Ratio of pAMPK/AMPK protein, PGC-1α mRNA, and PGC-1α protein levels in heart and soleus. Significant main effects for activity were observed for heart pAMPK/AMPK (A) and soleus PGC-1α mRNA (E) where ψEXE PLA was higher (P < 0.05) than SED PLA. Significant main effects for activity were observed for heart PGC-1α mRNA (B), cardiac PGC-1α protein levels (C), and soleus PGC-1α protein (F) where ΨEXE increased (P < 0.05) these levels regardless of drug. Significant main effects were observed for soleus pAMPK/AMPK (D) where SED DOX was lower (P < 0.05) than #SED PLA and ΨEXE DOX. Representative images for protein levels are shown below the histograms. Data are mean ± SD. Fold difference is expressed relative to SED PLA. Protein expression is expressed relative to SED PLA (percent control). AMPK, AMP-activated protein kinase; pAMPK, phosphorylated AMP-activated protein kinase; PGC-1α, peroxisome proliferator-activated receptor-gamma coactivator-1 alpha.

Fig. 4.

Mitofusin-2 (Mfn2) protein levels in heart and soleus. Significant main effects for activity were observed for heart (A) and soleus (B) Mfn2 where ΨEXE increased (P < 0.05) these levels regardless of drug. Representative images for protein levels are shown below the histograms. Data are mean ± SD. Protein expression is expressed relative to SED PLA (percent control).

Fig. 5.

Myostatin mRNA levels in heart and soleus. Significant main effects for drug were observed for heart myostatin mRNA (A) where #DOX increased (P < 0.05) these levels only in the SED animals. Significant main effects for drug and activity were observed for soleus myostatin mRNA (B) where SED DOX was higher (P < 0.05) than #SED PLA and ΨEXE DOX. Data are mean ± SD and fold difference is expressed relative to SED PLA.

Fig. 6.

Potential mechanisms of exercise-induced protection from DOX-induced myopathy.
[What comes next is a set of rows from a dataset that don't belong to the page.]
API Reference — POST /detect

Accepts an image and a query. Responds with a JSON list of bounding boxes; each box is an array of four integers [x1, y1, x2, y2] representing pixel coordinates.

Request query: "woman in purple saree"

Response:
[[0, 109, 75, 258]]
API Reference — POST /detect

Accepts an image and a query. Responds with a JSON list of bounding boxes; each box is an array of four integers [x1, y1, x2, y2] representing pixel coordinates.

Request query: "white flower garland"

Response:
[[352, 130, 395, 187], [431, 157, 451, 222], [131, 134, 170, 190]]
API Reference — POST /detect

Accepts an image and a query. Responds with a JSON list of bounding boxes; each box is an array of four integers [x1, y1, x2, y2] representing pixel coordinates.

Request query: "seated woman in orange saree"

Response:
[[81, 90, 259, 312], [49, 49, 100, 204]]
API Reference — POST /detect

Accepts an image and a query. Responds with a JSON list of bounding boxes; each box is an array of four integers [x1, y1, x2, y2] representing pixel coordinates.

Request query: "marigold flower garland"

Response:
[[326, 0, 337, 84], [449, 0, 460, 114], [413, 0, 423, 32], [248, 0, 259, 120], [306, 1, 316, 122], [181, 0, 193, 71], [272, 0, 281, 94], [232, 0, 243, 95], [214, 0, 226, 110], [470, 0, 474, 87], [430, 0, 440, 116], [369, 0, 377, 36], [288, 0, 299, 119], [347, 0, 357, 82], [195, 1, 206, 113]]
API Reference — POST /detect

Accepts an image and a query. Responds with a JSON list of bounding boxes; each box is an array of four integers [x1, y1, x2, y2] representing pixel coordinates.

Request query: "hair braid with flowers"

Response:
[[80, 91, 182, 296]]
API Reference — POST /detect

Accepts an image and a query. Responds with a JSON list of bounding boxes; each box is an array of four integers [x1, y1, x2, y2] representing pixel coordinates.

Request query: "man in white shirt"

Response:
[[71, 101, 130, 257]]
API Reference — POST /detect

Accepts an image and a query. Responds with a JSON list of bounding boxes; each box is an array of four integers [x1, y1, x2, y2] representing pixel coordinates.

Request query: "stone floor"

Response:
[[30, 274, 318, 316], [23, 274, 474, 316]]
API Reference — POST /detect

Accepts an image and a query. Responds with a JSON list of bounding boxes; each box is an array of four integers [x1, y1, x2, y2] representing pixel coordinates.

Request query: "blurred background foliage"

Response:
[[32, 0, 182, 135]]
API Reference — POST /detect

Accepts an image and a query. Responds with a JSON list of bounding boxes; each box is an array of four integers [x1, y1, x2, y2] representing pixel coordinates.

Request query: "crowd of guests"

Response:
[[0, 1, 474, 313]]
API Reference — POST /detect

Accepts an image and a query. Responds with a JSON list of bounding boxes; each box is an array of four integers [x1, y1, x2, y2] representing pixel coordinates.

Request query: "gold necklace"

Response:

DOX can increase expression of FoxO1, or FoxO3, or both leading to increased transcription of target proteolytic genes (e.g., atrogin-1/MaFbx, MuRF-1, BNIP3) and myostatin resulting in myopathy. Exercise training upregulates PGC-1α, which can inhibit FoxO1/FoxO3 DNA binding and can lead to increased Mfn2 and improved mitochondria function that can protect from DOX-induced myopathy. In our experiments, exercise training prior to DOX treatment protected against DOX-induced increases of FoxO1, MuRF-1, and myostatin in cardiac muscle and FoxO3, MuRF-1, BNIP3, and myostatin in soleus muscle, but did not protect against atrogin-1/MaFbx in either heart or soleus muscles. See text for additional details.